Hi all,
For the past few weeks, the developers for the yt project have
been struggling with an issue in our docs build.
We recently switched to the latest development version of sphinx
to take advantage of the new parallel reading capabilities. I'm
currently using the tip of the default branch (Sphinx 1.3b3).
I'm using the sphinx build for the yt project:
I've modified our Sphinx configuration to do a parallel build on
8 cores and to not build some custom directives we use to
evaluate code in the docs build:
The memory errors still happen with our custom sphinx extensions
turned on I've just disabled them here to isolate the issue to the
autosummary extension.
The reading phase proceeds without issues, but during the write
phase after 10% of the documents have been written, I see (via top)

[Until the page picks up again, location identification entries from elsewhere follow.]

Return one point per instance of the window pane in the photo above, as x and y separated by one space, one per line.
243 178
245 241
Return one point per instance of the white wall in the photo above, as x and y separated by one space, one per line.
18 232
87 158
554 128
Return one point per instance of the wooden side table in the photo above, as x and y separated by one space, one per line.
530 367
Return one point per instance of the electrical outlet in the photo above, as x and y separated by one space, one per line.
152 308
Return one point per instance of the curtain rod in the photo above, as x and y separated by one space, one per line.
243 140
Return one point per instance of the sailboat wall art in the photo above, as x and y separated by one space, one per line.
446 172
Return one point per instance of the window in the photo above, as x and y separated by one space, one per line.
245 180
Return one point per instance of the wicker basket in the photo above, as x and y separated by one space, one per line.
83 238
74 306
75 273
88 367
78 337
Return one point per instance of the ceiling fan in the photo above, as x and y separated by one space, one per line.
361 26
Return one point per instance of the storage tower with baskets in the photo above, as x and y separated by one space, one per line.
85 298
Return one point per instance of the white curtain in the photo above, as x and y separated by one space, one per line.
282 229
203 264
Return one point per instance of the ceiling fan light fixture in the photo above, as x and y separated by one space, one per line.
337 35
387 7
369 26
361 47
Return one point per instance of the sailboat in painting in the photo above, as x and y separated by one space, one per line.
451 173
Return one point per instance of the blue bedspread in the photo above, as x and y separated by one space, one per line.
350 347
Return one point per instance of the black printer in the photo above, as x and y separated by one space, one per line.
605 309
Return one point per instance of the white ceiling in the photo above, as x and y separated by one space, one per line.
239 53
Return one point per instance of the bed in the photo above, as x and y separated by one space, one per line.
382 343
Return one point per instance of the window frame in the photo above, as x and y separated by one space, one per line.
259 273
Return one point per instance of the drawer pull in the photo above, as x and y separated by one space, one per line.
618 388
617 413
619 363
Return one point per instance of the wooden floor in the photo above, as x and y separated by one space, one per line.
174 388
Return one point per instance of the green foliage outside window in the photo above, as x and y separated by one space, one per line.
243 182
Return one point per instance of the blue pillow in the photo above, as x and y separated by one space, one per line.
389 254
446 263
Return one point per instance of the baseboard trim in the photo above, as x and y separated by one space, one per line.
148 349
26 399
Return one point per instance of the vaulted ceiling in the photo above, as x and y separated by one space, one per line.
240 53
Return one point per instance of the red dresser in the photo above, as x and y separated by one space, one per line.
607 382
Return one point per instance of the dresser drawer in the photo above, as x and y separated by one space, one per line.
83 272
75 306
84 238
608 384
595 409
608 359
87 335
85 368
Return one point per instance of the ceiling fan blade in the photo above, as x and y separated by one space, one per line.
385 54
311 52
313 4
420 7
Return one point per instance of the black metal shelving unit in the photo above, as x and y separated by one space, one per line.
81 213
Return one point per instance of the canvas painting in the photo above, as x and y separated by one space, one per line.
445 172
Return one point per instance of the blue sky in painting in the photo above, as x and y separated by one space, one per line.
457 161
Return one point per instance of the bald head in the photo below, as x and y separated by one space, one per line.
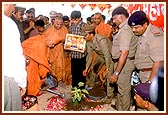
98 18
58 23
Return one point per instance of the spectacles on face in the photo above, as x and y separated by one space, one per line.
74 19
30 16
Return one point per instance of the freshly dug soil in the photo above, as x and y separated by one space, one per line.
84 105
81 106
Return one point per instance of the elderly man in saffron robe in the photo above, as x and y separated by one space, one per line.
35 50
55 36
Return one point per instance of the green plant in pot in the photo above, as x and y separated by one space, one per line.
78 94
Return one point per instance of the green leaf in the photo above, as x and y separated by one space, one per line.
76 102
80 84
79 98
85 91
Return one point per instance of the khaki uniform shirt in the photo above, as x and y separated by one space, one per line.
150 48
125 39
102 46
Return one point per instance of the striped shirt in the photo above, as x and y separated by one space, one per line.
77 31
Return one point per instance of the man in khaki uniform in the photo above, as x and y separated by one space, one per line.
123 52
150 50
102 46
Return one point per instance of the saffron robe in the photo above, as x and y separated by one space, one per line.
35 49
56 55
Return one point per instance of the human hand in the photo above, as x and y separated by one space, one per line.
105 73
113 78
23 90
85 72
49 43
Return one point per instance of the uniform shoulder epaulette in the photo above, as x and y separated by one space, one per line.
156 31
126 26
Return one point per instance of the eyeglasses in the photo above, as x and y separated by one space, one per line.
30 17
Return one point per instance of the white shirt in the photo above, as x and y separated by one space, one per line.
13 60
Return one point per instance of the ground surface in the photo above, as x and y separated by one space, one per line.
43 101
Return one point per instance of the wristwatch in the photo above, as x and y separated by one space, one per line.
116 73
107 69
149 81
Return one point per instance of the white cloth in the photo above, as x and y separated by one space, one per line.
13 61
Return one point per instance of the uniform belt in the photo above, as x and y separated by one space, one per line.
128 58
145 69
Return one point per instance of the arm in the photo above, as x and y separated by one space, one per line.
122 60
155 67
121 63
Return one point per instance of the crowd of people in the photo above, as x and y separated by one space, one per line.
34 47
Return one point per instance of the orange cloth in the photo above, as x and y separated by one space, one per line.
103 29
57 57
35 49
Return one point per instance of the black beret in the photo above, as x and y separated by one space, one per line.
142 90
40 23
76 14
137 18
120 10
86 29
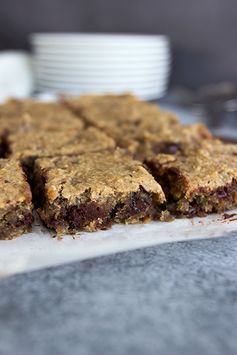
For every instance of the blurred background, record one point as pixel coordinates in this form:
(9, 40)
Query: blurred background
(203, 33)
(202, 36)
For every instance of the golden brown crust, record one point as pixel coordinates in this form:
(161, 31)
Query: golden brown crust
(201, 177)
(15, 200)
(30, 115)
(92, 191)
(101, 173)
(48, 144)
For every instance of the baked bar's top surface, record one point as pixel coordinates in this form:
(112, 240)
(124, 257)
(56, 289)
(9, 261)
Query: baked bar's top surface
(98, 174)
(201, 167)
(78, 103)
(13, 185)
(103, 115)
(31, 115)
(170, 139)
(43, 144)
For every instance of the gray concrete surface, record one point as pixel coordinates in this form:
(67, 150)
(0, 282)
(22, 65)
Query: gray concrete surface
(171, 299)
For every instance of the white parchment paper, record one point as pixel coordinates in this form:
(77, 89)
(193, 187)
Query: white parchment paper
(39, 249)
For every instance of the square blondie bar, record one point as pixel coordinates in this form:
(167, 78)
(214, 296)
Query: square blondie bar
(199, 179)
(15, 200)
(94, 190)
(27, 147)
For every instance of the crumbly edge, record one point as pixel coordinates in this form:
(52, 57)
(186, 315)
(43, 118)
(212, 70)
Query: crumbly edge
(15, 221)
(88, 215)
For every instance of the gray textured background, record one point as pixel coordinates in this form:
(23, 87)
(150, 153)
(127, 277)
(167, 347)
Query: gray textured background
(203, 32)
(171, 299)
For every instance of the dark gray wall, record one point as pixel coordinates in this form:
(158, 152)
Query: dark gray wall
(203, 32)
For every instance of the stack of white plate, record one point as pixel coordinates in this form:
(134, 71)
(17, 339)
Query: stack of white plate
(102, 63)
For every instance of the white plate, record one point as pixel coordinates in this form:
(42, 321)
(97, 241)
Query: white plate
(67, 73)
(92, 63)
(94, 58)
(100, 51)
(104, 86)
(88, 39)
(143, 94)
(104, 74)
(102, 65)
(94, 81)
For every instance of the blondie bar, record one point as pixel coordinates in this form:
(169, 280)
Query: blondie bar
(15, 200)
(199, 179)
(32, 145)
(94, 190)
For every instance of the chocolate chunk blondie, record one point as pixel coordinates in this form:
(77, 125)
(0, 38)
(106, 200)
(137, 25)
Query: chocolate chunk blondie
(94, 190)
(15, 200)
(110, 114)
(29, 146)
(199, 179)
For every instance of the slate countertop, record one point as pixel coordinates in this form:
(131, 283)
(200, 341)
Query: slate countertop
(170, 299)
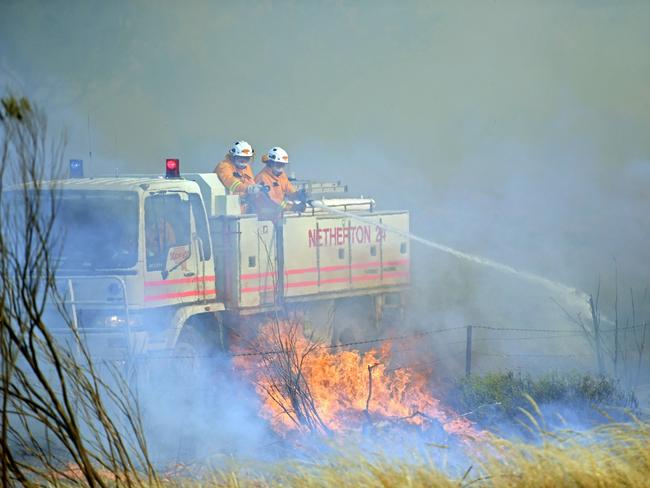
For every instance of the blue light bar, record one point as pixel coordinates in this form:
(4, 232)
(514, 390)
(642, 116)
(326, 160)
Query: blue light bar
(76, 168)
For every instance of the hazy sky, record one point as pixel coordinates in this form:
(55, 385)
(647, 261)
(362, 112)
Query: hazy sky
(516, 128)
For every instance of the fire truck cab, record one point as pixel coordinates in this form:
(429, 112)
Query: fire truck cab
(150, 264)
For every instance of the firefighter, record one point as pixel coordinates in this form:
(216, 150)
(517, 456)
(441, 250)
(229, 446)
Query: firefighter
(235, 172)
(276, 183)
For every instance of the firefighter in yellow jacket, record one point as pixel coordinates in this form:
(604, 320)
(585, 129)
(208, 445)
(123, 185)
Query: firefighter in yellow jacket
(275, 181)
(235, 172)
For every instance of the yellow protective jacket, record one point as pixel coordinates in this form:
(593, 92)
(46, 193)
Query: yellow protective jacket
(234, 179)
(279, 186)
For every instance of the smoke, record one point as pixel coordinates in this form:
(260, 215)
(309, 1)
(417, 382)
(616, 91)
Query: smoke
(516, 132)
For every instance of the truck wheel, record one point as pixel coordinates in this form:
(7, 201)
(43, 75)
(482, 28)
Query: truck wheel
(196, 351)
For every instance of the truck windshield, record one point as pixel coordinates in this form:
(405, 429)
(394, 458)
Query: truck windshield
(98, 229)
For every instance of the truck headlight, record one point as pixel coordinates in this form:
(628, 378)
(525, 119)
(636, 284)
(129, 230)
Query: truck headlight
(120, 321)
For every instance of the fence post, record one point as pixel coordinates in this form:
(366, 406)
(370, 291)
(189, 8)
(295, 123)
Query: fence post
(468, 352)
(599, 351)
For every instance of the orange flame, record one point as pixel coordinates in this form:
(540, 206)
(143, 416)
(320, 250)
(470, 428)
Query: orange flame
(338, 390)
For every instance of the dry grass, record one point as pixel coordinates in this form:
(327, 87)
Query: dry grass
(616, 454)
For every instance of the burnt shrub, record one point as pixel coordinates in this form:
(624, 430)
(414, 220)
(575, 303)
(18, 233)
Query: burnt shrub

memory spikes on all the worker processes - each worker consumes
10s of gigabytes of ram. Shortly after this, the whole build
crashes. I don't quite understand the traceback, but I think
it's happening when Sphinx tries to serialize and transmit a huge
amount of data between workers or the master process. I've
pasted the output from the build here, along with the traceback sphinx
reports when the build crashes:
One extra hint is that if I turn off the autosummary extension,
the build proceeds fine in parallel. My guess is that we're
exposing a scaling issue in sphinx or docutils that only becomes
important for a build that contains a really large number of
output pages.
We've been using the autosummary extension for years with no
trouble, and have been using parallel writing since it became
available in Sphinx 1.2. I guess this is due to a change in the
way parallel writing works in Sphinx 1.3? Another hint is that we've
been able to reproduce this on three different build machines now.
Does anyone have any hints on debugging memory leaks like this?
I'd like to be able to get a traceback on one of the worker
processes once the memory usage spike has started.
Thanks for your help!
-Nathan